19503601911 Encyclopædia Britannica, Volume 5 — Caran d'Ache

CARAN D’ACHE, the pseudonym (meaning “lead-pencil”) of Emmanuel Poiré (1858–1909), French artist and illustrator, who was born and educated at Moscow, being the grandson of one of Napoleon’s officers who had settled in Russia. He determined to be a military painter, and when he arrived in Paris from Russia he found an artistic adviser in Detaille. He served five years in the army, where the principal work allotted to him was the drawing of uniforms for the ministry of war. He embellished a short-lived journal, La Vie militaire, with a series of illustrations, among them being some good-tempered caricatures of the German army, which showed how accurately he was acquainted with military detail. His special gift lay in pictorial anecdote, the story being represented at its different stages with irresistible effect, in the artist’s own mannered simplicity.
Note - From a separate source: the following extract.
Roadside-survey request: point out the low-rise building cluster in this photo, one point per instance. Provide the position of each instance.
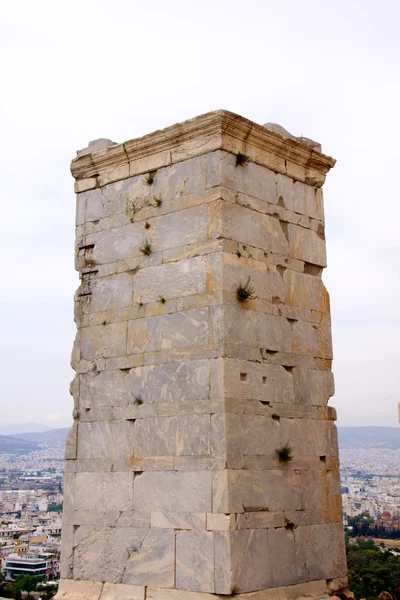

Much of his work was contributed to La Vie parisienne, Le Figaro illustré, La Caricature, Le Chat noir, and he also issued various albums of sketches, the Carnet de chèques, illustrating the Panama scandals, Album de croquis militaires et d’histoire sans légendes, Histoire de Marlborough, &c., besides illustrating a good many books, notably the Prince Kozakokoff of Bemadaky. He died on the 26th of February 1909.

A collection of his work was exhibited at the Fine Art Society’s rooms in London in 1898. The catalogue contained a prefatory note by M. H. Spielmann.